Notice here, that the -r and
  -n flags for the sort
   command are combined. This is common shorthand and is acceptable for
   any unix utility. 
 
More Useful Command Line Utilities:
- xargs: used for building and executing terminal commands. Often used to read input from a pipe, and perform the same command on each line read from the pipe. For instance, if we want to look up all of the .txt files in a directory and concatenate them, we can use xargs:
ls . | grep ‘.txt’ | xargs cat
 
- find: search directories for matching files. Useful when you know the name of a file (or part of the name), but do not know the file’s location in a directory. Example:
find ~/ -name ‘sample*’
 
- sed: A feature-rich stream editor. Useful for performing simple transformations on an input stream- input from a pipe or from a file. For instance, if we want to replace the space in the fourth column of our sample input with an underscore, we can use sed:
cat sample.txt | sed ‘s/ /_/’
 
This will give:
 
123        1346699925        11122        foo_bar
 
222        1346699955        11145        biz_baz
 
140        1346710000        11122        hee_haw
 
234        1346700000        11135        bip_bop
 
146        1346699999        11123        foo_bar
 
99        1346750000        11135        bip_bop
 
99        1346750000        11135        bip_bop
 
- screen: Manager for terminal screens. Can be used to “re-attach” terminal sessions so you can continue your work after logging out, etc. Particularly useful when working on a remote server.

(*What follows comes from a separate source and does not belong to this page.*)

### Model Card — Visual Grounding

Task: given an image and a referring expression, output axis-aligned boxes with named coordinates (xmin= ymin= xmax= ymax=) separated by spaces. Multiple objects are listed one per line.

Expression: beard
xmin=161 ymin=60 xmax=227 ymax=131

- top: displays currently running tasks and their resource utilization.
- fmt: a simple text formatter, often used for limiting the width of lines in a file. Typically useage uses a -width flag, where width is a positive integer denoting the number of words to go on each output line, where words are sequences of non-whitespace characters. For instance, if we want to get all the individual “words” for our sample input file, one word per line, we can use (using head to limit output):
fmt -1 sample.txt | head
 
This will give:
 
123
 
1346699925
 
11122
 
foo
 
bar
 
222
 
1346699955
 
11145
 
biz
 
baz
 
Pick your Text Editor
While the editor from nano is a
   great way to jump right in to coding, there are a rich set of editors
   available in the terminal that are useful for exploring and modifying
   files in addition to writing source code for programming languages.
   nano is the simplest common text editor, vim and emacs are both far
   more complex and far more feature-rich. Choosing vim or emacs entails
   climbing a learning curve- there are many special key combinations
   that do useful things and special modes optimized for certain common
   tasks. However, this power, once mastered can greatly increase your
   effectiveness as a programmer, greatly reducing your time between
   iterations. 
 
For experienced programmers, choosing an editor is almost
   like choosing a religion: one is right and all others are wrong. Some
   programmers are very vocal about this. However, in the end of the
   day, all editors do the same things, albeit offering different paths
   to get there. When you feel you’re ready to try out a new text
   editor, my advice is pick one that your friends or colleagues are
   familiar with. They can get you on your feet quickly with a few
   useful tips, and get you unstuck when you run into trouble.